The door was unlocked and opened. “Hi, Frank,” greeted Larry. “Hi, Mr. Marx.”
“Don’t be so formal, my boy,” said Groucho. “You can call me just plain Haile Selassie.”
The outer office was small, and the narrow redwood desk had stacks of glossy photos spread out atop it. There were a few framed news photos on the off-white walls.
Larry closed the door, locked it again. “I made contact proofs of everything that was on those other two rolls of film I shot at Lockwood’s Halloween party the other night,” he told us. “I imagine you fellas want to see everything.”
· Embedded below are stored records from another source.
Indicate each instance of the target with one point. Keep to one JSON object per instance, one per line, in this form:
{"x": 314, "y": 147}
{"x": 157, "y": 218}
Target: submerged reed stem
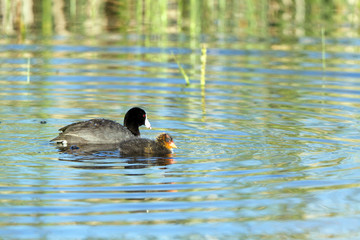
{"x": 203, "y": 64}
{"x": 186, "y": 77}
{"x": 323, "y": 52}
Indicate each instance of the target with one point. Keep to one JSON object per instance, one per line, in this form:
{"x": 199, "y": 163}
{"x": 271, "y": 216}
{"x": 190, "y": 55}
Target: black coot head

“Such is our avowed wish,” answered Groucho, closing up his umbrella and leaning it against the eagle-topped hat rack.
I asked the photographer, “Did you spot anything of interest?”
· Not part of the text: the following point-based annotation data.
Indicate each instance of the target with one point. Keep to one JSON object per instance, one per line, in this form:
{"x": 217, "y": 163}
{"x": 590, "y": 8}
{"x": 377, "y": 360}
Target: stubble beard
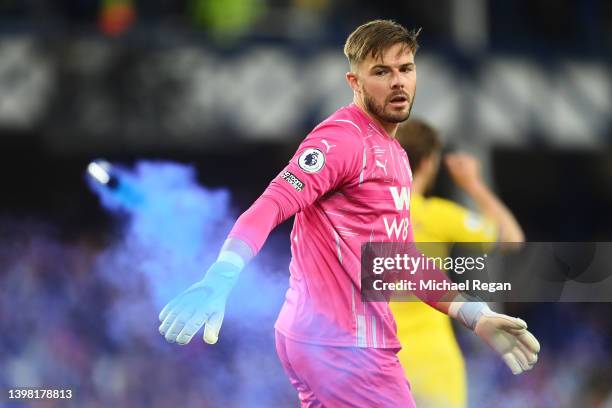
{"x": 379, "y": 112}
“I didn’t go over all of them that closely,” he replied. “But I did notice a few interesting shots. C’mon.” He headed for the door to his work area.
The day was fading, the rain was hitting hard at the wide slanting skylight. Larry crossed over to a switch, turned on a couple of wall lamps.
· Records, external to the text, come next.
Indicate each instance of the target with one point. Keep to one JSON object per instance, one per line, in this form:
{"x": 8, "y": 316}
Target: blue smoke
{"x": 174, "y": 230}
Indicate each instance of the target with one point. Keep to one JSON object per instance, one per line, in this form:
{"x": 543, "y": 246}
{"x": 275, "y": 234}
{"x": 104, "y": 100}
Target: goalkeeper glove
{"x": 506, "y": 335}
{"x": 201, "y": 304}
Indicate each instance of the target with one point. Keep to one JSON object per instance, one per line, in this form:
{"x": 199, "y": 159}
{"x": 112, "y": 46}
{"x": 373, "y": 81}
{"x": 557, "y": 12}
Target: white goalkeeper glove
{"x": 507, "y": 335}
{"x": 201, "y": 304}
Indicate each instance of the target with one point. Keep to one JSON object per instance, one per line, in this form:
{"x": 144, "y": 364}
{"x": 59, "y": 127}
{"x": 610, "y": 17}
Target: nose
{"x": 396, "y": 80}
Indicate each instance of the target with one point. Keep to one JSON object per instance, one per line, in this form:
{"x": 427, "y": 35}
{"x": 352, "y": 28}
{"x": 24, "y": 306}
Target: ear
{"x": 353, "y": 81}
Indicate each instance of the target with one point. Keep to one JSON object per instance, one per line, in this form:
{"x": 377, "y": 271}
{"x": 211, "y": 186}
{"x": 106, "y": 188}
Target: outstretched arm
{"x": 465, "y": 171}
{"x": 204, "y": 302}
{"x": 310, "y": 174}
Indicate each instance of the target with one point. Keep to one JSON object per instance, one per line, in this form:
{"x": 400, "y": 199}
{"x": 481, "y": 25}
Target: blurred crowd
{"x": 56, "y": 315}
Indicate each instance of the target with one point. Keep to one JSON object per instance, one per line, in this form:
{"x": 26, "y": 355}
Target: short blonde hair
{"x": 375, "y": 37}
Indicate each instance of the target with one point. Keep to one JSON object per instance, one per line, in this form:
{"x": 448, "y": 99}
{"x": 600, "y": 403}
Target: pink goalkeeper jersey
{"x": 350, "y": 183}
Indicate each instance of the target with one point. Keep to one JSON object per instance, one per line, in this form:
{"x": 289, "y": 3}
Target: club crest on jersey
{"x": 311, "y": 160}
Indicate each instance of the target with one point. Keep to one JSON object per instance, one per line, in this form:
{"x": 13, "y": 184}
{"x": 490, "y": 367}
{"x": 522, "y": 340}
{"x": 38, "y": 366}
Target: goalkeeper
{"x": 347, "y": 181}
Groucho and I were leaning over a worktable. Spread out on top of it were six sheets of photographic proofs, each with a dozen small photos. We’d just started studying them, and Groucho was holding a magnifying glass Larry’d provided.
We stood at the left-hand side of the long table, still studying the fir
st sheet of contact prints.
“Alas, I see that Paulette Goddard wasn’t entirely faithful to me during the course of the evening,” observed Groucho, pointing to the third shot in the top row with the handle of the magnifying glass.
“Nor you to her.” I tapped the second picture in the third row, which showed him dancing with Bette Davis, who was in a Queen Elizabeth costume.
“I was merely called upon to stand in for Errol Flynn in that instance,” he explained. “I don’t know exactly what Errol had been standing in, but he had to go change his boots before continuing to—”
“Here’s an interesting tableau,” I said, pointing to a shot two over from the Groucho-Davis one.
“Chap in what appears to be an Attila the Hun getup talking to that chump who’s Ted Timberlake’s stunt double,” said Groucho, scanning the photo proof through the magnifying glass. “And so?”
“That guy decked out as Attila,” I said, “is Werner Spearman, the German consul in L.A. I saw him in a newsreel the other afternoon, warning the United States not to mess around in Europe.”
“Spearman is also a local representative of the Gestapo.” Groucho frowned.
“He and Les Michaelson seem to be having a cordial conversation,” I pointed out.
Groucho picked up the contact sheet, held it toward me. “Notice Michaelson’s cowpoke costume,” he suggested. “It’s dripping with leather fringe, in the movie-cowboy mode.”
“Black fringe,” I said. “If a piece of that fell off his shirt, it’d look a lot like a length of dark leather cord.”
“Much like the elusive piece of string you viewed before getting bonked on the skonce out at the Warlock studios.”